Le G20 face à la crise (article du Monde diplomatique)

lundi 28 juin 2010.
 

Après plusieurs mois de tergiversation, la France, l’Allemagne et le Royaume-Uni ont finalement décidé d’inscrire la taxation des banques au menu du sommet du G20 qui s’ouvre à Toronto le 25 juin. Leurs gouvernements ont annoncé, dans une déclaration commune, leur volonté de mettre en place une taxe assise sur le bilan des établissements bancaires. L’objectif officiel d’un tel prélèvement est de « garantir que les établissements bancaires contribuent à la hauteur des risques auxquels ils exposent le système financier et l’économie en général et les encourager à apporter les ajustements nécessaires à leur bilan pour réduire les risques ». Ainsi les banques dont les bilans présentent une trop forte exposition aux risques – comme par exemple des fonds propres faibles en comparaison du niveau de créances douteuses – seront en quelque sorte « punies » par un impôt dont le taux reste encore à définir.

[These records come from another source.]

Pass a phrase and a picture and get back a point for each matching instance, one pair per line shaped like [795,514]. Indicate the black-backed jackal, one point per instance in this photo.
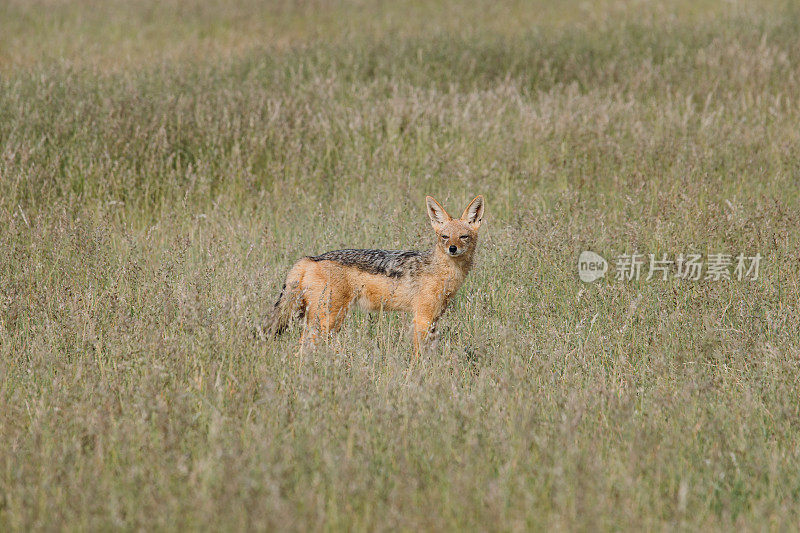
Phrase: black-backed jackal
[322,288]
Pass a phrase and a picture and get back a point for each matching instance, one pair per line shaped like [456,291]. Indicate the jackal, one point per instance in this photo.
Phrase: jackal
[320,289]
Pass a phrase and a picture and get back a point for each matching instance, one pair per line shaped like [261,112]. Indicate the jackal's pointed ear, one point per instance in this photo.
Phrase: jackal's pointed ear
[473,214]
[436,212]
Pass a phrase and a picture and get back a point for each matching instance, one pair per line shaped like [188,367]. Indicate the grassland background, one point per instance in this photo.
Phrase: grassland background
[163,163]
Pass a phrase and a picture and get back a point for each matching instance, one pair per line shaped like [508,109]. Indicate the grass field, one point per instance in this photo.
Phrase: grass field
[162,164]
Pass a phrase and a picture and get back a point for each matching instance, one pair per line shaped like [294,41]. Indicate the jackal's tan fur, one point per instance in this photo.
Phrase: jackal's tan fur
[322,288]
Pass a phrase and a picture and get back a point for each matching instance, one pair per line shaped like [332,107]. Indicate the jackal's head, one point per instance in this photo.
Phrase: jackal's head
[456,237]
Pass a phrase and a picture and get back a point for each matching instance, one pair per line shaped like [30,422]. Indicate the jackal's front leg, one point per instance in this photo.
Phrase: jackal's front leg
[424,332]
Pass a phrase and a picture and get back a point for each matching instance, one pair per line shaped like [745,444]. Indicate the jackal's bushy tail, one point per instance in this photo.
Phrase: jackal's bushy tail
[285,309]
[290,304]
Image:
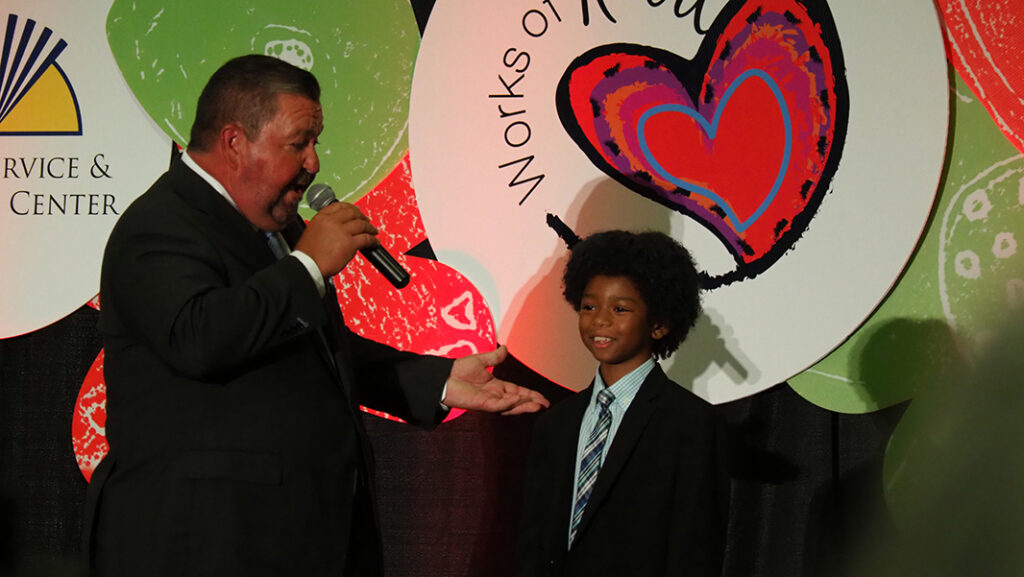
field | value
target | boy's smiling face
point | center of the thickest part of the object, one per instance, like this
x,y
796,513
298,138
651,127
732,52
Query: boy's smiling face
x,y
614,327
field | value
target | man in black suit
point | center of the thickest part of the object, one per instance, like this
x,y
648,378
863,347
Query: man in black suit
x,y
237,444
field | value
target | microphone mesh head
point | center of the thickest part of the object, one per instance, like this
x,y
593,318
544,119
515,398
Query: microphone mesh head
x,y
318,196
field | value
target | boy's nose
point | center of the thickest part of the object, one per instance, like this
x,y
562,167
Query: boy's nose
x,y
602,317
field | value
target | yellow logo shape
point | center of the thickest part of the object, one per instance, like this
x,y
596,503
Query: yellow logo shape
x,y
36,97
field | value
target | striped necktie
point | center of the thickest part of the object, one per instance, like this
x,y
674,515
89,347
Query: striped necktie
x,y
591,462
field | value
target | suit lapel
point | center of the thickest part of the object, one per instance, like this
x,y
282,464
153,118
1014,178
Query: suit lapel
x,y
231,231
634,422
330,337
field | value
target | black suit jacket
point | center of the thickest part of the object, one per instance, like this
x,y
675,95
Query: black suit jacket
x,y
237,445
659,504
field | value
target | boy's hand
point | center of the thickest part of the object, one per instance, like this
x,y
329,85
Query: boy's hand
x,y
472,386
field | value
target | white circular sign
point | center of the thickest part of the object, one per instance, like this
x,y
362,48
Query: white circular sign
x,y
76,150
794,148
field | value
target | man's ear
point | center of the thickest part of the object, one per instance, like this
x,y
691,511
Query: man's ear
x,y
231,141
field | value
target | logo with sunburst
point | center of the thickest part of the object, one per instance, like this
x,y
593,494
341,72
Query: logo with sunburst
x,y
36,95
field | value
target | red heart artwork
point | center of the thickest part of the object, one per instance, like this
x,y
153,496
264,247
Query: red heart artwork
x,y
743,138
987,49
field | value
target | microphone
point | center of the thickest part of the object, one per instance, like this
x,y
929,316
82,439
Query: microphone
x,y
318,196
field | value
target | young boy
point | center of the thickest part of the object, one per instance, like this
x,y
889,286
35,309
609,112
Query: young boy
x,y
640,487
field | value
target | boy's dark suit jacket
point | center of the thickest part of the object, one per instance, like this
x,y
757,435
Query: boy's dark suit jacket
x,y
237,446
659,503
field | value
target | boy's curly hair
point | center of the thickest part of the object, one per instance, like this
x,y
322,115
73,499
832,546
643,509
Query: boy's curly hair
x,y
660,269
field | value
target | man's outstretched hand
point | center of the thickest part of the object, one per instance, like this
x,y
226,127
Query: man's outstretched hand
x,y
472,387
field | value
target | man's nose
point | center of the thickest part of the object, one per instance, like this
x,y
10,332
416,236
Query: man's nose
x,y
311,163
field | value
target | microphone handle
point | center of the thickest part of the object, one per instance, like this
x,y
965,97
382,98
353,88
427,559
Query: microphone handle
x,y
386,264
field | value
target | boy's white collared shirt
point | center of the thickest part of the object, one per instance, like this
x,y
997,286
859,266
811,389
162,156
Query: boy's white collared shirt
x,y
625,389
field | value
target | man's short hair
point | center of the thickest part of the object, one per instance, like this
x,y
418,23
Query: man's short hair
x,y
659,268
245,90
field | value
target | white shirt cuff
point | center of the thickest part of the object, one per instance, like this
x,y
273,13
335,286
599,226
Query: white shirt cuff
x,y
313,270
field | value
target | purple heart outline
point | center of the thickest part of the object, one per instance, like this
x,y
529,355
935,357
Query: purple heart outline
x,y
712,130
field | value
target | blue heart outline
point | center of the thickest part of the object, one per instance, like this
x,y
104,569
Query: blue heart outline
x,y
712,129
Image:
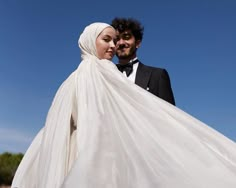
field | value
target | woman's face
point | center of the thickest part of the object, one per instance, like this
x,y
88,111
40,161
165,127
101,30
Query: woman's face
x,y
105,44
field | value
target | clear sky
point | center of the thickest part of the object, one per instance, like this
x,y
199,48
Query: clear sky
x,y
195,40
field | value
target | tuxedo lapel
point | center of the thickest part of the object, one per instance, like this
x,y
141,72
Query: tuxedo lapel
x,y
142,76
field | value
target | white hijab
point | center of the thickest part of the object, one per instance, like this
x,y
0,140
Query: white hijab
x,y
125,136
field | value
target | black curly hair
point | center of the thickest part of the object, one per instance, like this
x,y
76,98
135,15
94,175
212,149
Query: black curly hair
x,y
123,24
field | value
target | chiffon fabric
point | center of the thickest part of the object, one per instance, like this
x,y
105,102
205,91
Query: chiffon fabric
x,y
103,131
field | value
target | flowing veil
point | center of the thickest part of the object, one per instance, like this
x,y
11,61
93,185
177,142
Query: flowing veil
x,y
122,136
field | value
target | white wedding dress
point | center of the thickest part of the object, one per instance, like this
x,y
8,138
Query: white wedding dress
x,y
103,131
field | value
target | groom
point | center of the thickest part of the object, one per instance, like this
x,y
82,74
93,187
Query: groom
x,y
129,38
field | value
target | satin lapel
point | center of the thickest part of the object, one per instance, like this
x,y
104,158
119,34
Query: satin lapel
x,y
142,76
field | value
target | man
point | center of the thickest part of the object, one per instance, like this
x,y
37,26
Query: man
x,y
129,38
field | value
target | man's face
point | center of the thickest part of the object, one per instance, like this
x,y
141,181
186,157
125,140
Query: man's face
x,y
126,45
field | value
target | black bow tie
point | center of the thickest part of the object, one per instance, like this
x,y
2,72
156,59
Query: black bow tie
x,y
128,68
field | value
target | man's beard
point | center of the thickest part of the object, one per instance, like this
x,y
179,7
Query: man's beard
x,y
131,53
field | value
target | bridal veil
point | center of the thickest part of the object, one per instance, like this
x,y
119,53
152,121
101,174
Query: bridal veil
x,y
103,131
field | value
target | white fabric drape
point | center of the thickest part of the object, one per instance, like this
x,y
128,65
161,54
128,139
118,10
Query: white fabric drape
x,y
125,137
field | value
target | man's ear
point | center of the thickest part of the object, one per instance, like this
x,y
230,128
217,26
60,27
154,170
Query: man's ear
x,y
138,43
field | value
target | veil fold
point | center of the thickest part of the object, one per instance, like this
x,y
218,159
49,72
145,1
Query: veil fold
x,y
121,136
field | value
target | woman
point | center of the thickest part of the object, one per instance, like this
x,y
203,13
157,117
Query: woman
x,y
104,131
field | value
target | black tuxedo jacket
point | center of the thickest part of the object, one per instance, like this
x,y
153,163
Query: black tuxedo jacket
x,y
156,81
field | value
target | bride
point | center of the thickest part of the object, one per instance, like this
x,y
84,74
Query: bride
x,y
103,131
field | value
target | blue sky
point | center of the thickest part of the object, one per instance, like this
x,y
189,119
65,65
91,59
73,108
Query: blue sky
x,y
195,40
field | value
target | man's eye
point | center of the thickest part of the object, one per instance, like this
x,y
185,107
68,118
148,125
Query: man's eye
x,y
126,37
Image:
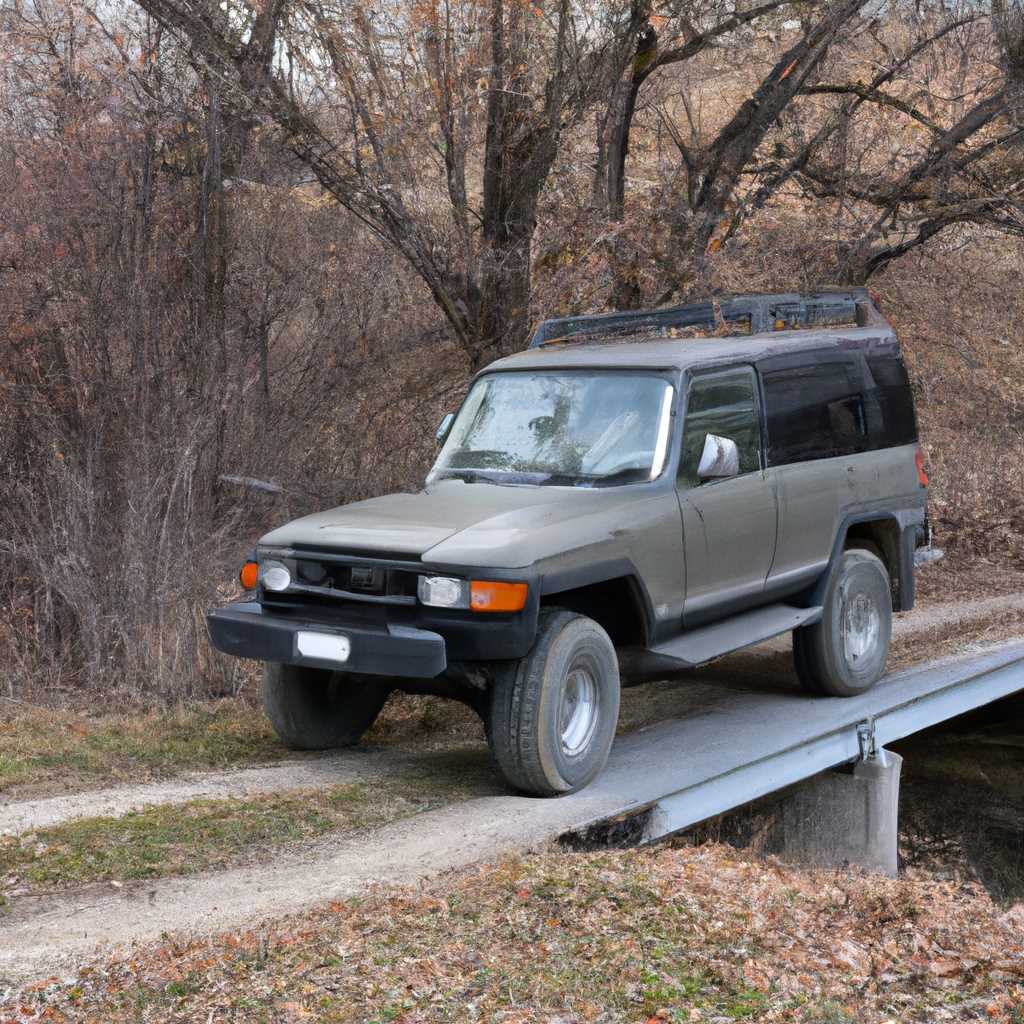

Rien n’indique que les autres membres du G20 donneront leur accord. Déjà, au début du mois de juin, les ministres des finances du G20 n’avaient pas réussi à s’entendre sur une taxe commune. Les Etats-Unis y sont réticents tandis que le Canada et l’Australie, deux pays dont les systèmes financiers n’ont pas été affectés par la crise des subprime, s’y opposent résolument. Plus important encore, des pays émergents comme l’Inde ou le Brésil considèrent cette taxation comme un frein au financement de leur développement. Du coup, nombre d’observateurs prédisent que le G20 enterrera ce projet. A l’inverse, il pourrait mettre l’accent sur les mesures visant à faire porter au secteur bancaire le fardeau de ses futures faillites. De même, sera évoquée la modification des règles de fonds propres et de liquidités bancaires, un paquet de mesures plus connu sous le nom de Bâle III.

Les discussions devraient préciser le contenu de cette réforme qui doit être finalisée cette année et mise en œuvre dès 2012. Son principe : obliger les banques à augmenter leurs fonds propres afin d’éviter qu’elles ne sollicitent l’aide des Etats en cas de nouvelle crise financière. Pour autant, les dirigeants réunis à Toronto détailleront-ils les dispositions permettant de sauver les grandes banques en difficultés – les fameuses « too big too fail » (trop grosses pour échouer) – sans recours à l’argent public ?

Il est certain qu’ils ne retiendront pas le projet, défendu par la France et l’Allemagne, d’une taxation des transactions financières internationales. Le Royaume-Uni, qui abrite la City de Londres, ne veut pas en entendre parler, pas plus que les Etats-Unis ou le Canada. Dans ce dossier qui remet au goût du jour les propositions formulées il y a douze ans par Le Monde diplomatique et Attac, Paris et Berlin peinent à trouver des alliés.

C’est peu de dire que les représentants du Vieux et du Nouveau continent aborderont la question du redémarrage de l’économie mondiale avec des points de vue divergents. Pour l’administration Obama, ce sommet fournira surtout l’occasion d’exhorter les Européens stimuler leurs économies par le biais de plans publics de relance. Washington estime en effet que les politiques d’austérité annoncées par les capitales européennes afin de réduire leurs déficits publics constituent une menace pour la reprise mondiale. L’Allemagne est ainsi sollicitée pour augmenter sa demande interne, ce à quoi se refuse le gouvernement de Mme Angela Merkel. Dans cette critique, les Etats-Unis peuvent compter sur l’appui du Canada et de l’Australie ainsi que de plusieurs pays émergents qui interprètent les politiques restrictives européennes comme une forme de protectionnisme.

Sur le front monétaire, la Chine a coupé l’herbe sous le pied des Etats-Unis en annonçant en début de semaine un assouplissement progressif de sa politique de change. Toujours très remonté contre le maintien du yuan à un niveau qu’il juge artificiellement bas, Washington ne peut que prendre acte d’un geste de bonne volonté qui devrait se traduire par une appréciation de 3 % à 4 % par an de la devise chinoise. Ce geste tactique risque fort de placer les Européens dans une situation inconfortable. La baisse de l’euro, due notamment aux inquiétudes à propos de la situation budgétaire de plusieurs pays européens, dont l’Espagne, est loin de faire l’affaire des exportateurs américains. Après le yuan, c’est donc l’euro faible qui risque d’être au centre des discussions du G20.